Lycéenne au bon cœur, Haru est promise en mariage à Loon, l’héritier du Roi des chats qu’elle a sauvé in extremis d’un accident de la route. La jeune fille est invitée séance tenante dans le royaume des moustachus. Sur les conseils d’une voix amie, Haru se rend au Bureau des chats pour dénouer cette épineuse affaire.

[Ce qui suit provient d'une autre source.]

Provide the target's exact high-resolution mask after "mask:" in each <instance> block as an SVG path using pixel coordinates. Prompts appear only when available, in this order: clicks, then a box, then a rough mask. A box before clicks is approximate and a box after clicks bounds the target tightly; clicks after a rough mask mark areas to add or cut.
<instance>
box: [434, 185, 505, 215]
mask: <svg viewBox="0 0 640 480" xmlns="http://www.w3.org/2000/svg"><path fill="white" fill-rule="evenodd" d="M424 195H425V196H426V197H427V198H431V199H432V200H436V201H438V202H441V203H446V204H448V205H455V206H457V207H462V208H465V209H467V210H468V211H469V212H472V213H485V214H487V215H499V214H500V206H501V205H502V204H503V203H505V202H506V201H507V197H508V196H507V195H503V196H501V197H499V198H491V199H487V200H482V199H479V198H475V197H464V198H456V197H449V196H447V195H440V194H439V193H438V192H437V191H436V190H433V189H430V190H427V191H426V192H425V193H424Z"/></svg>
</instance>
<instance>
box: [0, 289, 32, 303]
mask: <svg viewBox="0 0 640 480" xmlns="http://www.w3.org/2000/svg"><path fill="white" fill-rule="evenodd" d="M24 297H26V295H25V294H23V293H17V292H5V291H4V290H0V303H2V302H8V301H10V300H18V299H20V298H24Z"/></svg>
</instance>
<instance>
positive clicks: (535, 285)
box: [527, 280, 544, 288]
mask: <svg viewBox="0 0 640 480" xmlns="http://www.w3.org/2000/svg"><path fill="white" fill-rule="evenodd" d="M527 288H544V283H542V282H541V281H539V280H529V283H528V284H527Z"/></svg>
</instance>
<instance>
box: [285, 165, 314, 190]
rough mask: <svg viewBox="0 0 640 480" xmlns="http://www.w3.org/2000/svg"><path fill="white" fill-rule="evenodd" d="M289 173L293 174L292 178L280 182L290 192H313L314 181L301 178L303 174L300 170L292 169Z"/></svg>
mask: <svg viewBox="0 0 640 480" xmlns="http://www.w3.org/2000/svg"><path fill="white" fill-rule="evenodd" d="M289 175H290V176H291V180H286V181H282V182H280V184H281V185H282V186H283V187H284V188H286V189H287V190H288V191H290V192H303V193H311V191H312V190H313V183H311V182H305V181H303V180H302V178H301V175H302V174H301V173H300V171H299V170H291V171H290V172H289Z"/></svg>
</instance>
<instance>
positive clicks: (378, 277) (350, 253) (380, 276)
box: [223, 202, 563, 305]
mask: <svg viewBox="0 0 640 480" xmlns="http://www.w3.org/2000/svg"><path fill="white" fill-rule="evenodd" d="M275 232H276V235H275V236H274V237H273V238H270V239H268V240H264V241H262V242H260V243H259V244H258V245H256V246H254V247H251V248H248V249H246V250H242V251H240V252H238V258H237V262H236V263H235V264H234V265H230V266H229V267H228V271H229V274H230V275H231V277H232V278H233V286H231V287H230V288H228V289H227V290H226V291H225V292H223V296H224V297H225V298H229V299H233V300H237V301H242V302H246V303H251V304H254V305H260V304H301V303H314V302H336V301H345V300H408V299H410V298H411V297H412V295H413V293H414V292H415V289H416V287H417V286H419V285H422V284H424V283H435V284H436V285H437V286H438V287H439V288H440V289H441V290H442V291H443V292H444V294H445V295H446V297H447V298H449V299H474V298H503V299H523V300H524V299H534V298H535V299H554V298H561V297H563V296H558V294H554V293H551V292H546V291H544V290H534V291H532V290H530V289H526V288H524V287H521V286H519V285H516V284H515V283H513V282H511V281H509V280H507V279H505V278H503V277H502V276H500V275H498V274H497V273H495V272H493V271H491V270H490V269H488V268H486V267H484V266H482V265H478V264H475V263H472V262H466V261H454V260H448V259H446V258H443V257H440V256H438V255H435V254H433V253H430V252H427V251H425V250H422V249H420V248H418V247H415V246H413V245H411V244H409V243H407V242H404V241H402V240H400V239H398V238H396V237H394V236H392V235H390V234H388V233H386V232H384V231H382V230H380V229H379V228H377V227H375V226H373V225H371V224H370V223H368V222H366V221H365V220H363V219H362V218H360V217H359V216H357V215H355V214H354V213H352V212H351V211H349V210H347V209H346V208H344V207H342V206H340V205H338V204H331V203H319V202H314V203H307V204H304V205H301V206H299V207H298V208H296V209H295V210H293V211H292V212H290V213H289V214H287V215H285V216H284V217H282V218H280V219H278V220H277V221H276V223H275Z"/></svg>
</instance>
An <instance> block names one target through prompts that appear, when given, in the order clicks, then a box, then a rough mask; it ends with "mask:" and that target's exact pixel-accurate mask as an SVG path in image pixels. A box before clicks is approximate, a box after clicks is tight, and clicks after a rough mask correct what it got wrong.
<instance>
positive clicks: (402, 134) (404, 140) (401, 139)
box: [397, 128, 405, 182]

Repoussé aux calendes grecques, La Petite Sorcière cède l’écran à un Ghibli mi-figue mi-raisin, de facture tout aussi mignonne, mais d’une ampleur nettement en deçà du zénith miyazakien. Dérivé d’un long métrage peu connu du studio, Mimi o Sumaseba (Si tu tends l’oreille), Le Royaume des chats fouine dans les meilleures bottes secrètes de Ghibli, sans réussir à extraire la combinaison magique, ni à maintenir un enthousiasme égal d’une péripétie à l’autre. La trame est pourtant jonchée de pavés rutilants. Hiroyuki Morita et Aoi Hiirogi détournent les trois références maîtresses du conte façon Boucle d’or: la dînette, la maisonnette et les coussinets – ceux des neko ("chats"), plus divinement psychotiques les uns que les autres. L’attention prêtée au salon anglais de Baron et à la ronde des pâtisseries dresse un premier tableau pimpant du Royaume des chats. L’ouverture guillerette et chatoyante nous promène d’un carrefour ensoleillé au repaire nocturne du solennel Baron Humbert Von Gikkingen, escorté par Mouta le matou dodu (ou l’impitoyable Rénaldo Moon). "Une jeune fille inexpérimentée livrée à elle-même sur une terre inconnue…" Les Chihiro, Kiki, Nausicaä et Fio se reconnaîtront sans peine dans leur petite cousine en socquettes blanches.
La comédie extravagante prend pourtant le pas sur la flamme aventurière et les grands espaces. Indécise mais vorace, Haru part goûter à la vie princière des félins, sans se douter du piège qui lui est tendu. Une patte posée dans l’autre monde, et l’esthétisme du film bascule du côté mou. Les décors s’appauvrissent, les détails s’amenuisent, la joliesse des saynètes urbaines disparaît au profit d’un château maigrichon. Régime pain sec pour toute la cour. Pour qui rêvait d’un palais gourmand à la Hans et Gretel: léger désappointement. Haru satisfait ses vœux de princesse, mais perd dans la foulée son identité. Plus elle se conforme à la communauté féline, plus elle renonce à ses attaches terrestres et refuse de mûrir. Inabouti, mais désopilant dans ses virages les plus périlleux, Le Royaume des chats pourrait être le pendant enfantin du Voyage de Chihiro. Toujours à la proue du vaisseau, Hayao Miyazaki a couvé et téléguidé les débuts de Morita. Terrain neutre dédié aux jeunes brindilles du studio, l’entreprise peine encore à rivaliser avec Mimi o Sumaseba de Yoshifumi Kondô (décédé en 1998), qui témoignait d’une sensibilité et d’une personnalité bien différenciées des pères fondateurs.